Shortly after the nomination, Farida’s brother survived an assassination attempt in Tripoli. His best friend didn’t survive. While details are vague, Farida says it may have been a message for her to stay away.
“I always hope to go back soon,” she says, sitting with a group of female activists who have since left Libya and sought refuge in Egypt and Turkey. “We always hope to go back soon. That hope will never die.”
Ozlem Yasak, The advocate — Turkey
Ozlem Yasak is the general advisor to the mayor of Diyarbakir, a city in Turkey’s Kurdish southeast region.
“Turkey has advanced,” she says. “But women are still second-class citizens.”
Indeed, only a quarter of Turkey’s women participate in the labor force – one of the lowest rates in Europe and the Middle East. Turkey ranks 125 out of 140 countries in the World Economic Forum’s global gender equality report. That’s only slightly above Iran, Saudi Arabia, and Egypt.
What’s more, according to a widely cited 2009 study, almost 40 percent of Turkish women experience domestic violence in their lifetimes.

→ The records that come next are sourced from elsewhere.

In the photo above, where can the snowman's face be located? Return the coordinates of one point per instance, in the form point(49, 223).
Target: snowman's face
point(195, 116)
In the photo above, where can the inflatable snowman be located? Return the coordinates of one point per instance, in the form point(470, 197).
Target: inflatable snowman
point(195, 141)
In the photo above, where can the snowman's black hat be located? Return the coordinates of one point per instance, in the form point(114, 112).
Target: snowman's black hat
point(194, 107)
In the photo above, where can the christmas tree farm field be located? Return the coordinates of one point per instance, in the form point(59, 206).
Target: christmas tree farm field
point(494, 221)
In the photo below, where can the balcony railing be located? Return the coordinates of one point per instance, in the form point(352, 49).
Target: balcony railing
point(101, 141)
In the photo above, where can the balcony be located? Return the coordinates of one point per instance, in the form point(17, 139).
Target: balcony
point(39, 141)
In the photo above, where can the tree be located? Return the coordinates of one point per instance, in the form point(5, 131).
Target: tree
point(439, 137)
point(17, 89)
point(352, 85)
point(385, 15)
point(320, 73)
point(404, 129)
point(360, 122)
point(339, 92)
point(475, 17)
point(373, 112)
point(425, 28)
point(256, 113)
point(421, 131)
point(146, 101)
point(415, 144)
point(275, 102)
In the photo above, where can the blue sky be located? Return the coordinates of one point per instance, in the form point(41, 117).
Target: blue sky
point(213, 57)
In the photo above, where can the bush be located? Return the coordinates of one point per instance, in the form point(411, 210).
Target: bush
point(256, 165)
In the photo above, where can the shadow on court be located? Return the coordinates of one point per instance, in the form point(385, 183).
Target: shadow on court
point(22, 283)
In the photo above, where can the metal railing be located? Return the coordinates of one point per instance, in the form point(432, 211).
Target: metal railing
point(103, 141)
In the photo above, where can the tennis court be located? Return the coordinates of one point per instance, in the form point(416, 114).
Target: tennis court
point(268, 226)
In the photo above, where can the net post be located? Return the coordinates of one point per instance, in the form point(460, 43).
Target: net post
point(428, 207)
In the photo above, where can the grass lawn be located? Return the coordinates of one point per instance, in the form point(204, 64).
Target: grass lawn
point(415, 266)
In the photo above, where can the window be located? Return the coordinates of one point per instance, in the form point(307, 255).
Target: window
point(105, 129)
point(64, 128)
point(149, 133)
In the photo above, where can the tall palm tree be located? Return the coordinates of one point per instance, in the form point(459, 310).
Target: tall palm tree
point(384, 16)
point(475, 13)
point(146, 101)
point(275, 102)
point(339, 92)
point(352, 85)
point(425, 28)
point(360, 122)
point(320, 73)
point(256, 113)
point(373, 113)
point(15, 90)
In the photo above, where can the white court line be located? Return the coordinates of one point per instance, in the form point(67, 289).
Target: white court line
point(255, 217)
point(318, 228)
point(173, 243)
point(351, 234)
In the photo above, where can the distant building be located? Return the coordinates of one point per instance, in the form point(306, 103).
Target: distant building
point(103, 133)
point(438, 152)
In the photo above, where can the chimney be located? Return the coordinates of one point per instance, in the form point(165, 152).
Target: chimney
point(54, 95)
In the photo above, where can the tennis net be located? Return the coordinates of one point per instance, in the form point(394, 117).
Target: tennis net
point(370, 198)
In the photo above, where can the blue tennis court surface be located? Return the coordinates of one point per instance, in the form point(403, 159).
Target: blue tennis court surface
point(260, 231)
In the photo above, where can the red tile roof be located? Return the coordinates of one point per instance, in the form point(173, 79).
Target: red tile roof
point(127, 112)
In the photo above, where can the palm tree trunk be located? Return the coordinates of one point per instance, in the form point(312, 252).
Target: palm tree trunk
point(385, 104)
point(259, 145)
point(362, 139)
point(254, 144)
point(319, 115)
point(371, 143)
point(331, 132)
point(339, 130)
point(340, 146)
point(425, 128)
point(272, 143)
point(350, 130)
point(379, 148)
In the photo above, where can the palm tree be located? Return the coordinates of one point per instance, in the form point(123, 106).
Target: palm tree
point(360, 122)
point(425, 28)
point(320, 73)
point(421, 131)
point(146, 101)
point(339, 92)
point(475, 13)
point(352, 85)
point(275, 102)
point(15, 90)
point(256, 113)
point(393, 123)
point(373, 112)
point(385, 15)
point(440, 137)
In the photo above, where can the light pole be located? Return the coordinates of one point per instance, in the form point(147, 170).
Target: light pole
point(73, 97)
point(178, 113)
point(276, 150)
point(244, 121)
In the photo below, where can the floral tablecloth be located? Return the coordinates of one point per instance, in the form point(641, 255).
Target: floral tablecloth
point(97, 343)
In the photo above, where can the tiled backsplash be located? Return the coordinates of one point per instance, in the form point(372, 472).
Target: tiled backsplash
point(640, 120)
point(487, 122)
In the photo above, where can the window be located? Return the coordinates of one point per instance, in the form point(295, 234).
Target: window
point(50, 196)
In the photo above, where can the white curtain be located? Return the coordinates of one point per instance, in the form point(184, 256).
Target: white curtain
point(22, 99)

And honor killings are still an issue rarely voiced, let alone addressed, in rural parts of the country.
Alongside the disenfranchisement of women, Yasak also pushes for more economic and social rights for Turkey’s Kurds, a disenfranchised minority that makes up a fifth of the country’s population.
Kurds are one of the largest ethnic groups in the world, around 40 million, marginalized with no state of their own. They stretch across an area including Turkey, Syria, Iraq and Iran. The only internationally recognized Kurdish entity exists in Iraq, with its own regional government, a viable economy, and robust security forces known as the Peshmerga.
Until 1991, it was illegal to speak Kurdish in public in Turkey. Broadcasting in Kurdish was banned until 2002, and until 2003, parents were forbidden to give their children Kurdish names. Kurdish-language public education is still heavily contested, with many Kurdish children forced to take classes in Turkish, a language they rarely learn at home.
“We still have a long way to go,” she says. “Equality isn’t ours yet…it’s not anyone’s yet.”